2. Additional liability for gratuity.
3. Provision for gratuity for prior years.
4. Actual contributions to the approved gratuity fund.

Issue-wise Detailed Analysis:

1. Allowance of the claim for gratuity:
The primary issue revolves around the allowance of the claim for gratuity, specifically the amounts disputed before the Tribunal. The amounts in question are:
- Additional liability for gratuity for the year 1977 as a result of actuarial valuation: Rs. 32,66,475.
- Provision for gratuity for 1976 based on actuarial valuation made in the accounts for 1976, disallowed in the assessment year 1977-78, now claimed (paid over to the MICO Gratuity Trust during 1977): Rs. 18,34,913.
- Provision for gratuity for prior years based on actuarial valuation made in the accounts for 1971, disallowed in the assessment for the assessment year 1972-73 and upheld in appeal, now claimed (paid over to MICO Trust during 1977): Rs. 14,84,649.

2. Additional liability for gratuity:
The Tribunal examined the additional liability for gratuity for the year 1977. The AO had disallowed the claim of Rs. 32,66,475, arguing that the assessee had a consistent practice of making claims of premium paid to LIC under the Group Gratuity Life Insurance Scheme and payments made through the Gratuity Trust. The first appellate authority allowed the amount, citing the Madras High Court's decision in CIT v. Madras Rubber Factory Ltd. and the Supreme Court's decision in Shree Sajjan Mills Ltd. The Tribunal concluded that the amount represented a provision created in the account of the assessee and remitted the matter back to the AO for verification of whether the entire amount was actually contributed to the approved gratuity fund in the near future.

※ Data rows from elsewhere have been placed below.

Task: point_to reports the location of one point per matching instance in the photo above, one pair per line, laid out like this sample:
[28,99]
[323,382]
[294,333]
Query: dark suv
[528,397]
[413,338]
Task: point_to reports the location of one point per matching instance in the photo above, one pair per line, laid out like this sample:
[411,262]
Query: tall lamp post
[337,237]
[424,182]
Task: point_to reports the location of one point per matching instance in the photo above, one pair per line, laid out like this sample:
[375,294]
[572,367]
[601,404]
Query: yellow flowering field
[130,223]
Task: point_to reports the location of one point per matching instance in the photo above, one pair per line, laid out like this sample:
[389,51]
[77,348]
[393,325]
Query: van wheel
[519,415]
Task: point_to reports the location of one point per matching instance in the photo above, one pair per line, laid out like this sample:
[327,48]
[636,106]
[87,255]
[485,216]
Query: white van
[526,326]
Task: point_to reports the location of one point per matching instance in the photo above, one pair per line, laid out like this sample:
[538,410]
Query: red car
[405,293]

3. Provision for gratuity for prior years:
The Tribunal addressed the provisions for gratuity for the years 1976 and prior years. The AO had disallowed these amounts on the ground that the liability in respect of these amounts did not arise in the year 1977. The CIT(A) allowed the amounts, reasoning that actual payments made to the gratuity trust based on actuarial valuation during the calendar year 1977 should be allowed as a deduction. The Tribunal agreed with the CIT(A), stating that section 36(1)(v) of the Income-tax Act provides for the deduction of any sum paid by the assessee as an employer by way of contribution towards an approved gratuity fund created under an irrevocable trust. The Tribunal found that the assessee's contributions to the approved gratuity fund met the requirements of section 36(1)(v) and upheld the CIT(A)'s decision.

4. Actual contributions to the approved gratuity fund:
The Tribunal examined the actual contributions made to the approved gratuity fund. The CIT(A) had allowed the amounts of Rs. 18,34,913 and Rs. 14,84,649 based on actual contributions to the approved gratuity fund. The Tribunal concurred with the CIT(A), noting that section 36(1)(v) relates to actual payments made by the assessee towards an approved gratuity fund and is independent of section 40A(7), which deals with provisions for gratuity. The Tribunal held that the liabilities towards gratuity become accrued liabilities only when the contributions are made to the approved gratuity fund, and thus, the CIT(A) was correct in allowing the amounts as deductions.

Conclusion:
The Tribunal remitted the matter of the additional liability for gratuity back to the AO for verification of actual contributions to the approved gratuity fund. The Tribunal upheld the CIT(A)'s decision to allow the provisions for gratuity for prior years and the actual contributions to the approved gratuity fund, finding that these amounts met the requirements of section 36(1)(v) of the Income-tax Act.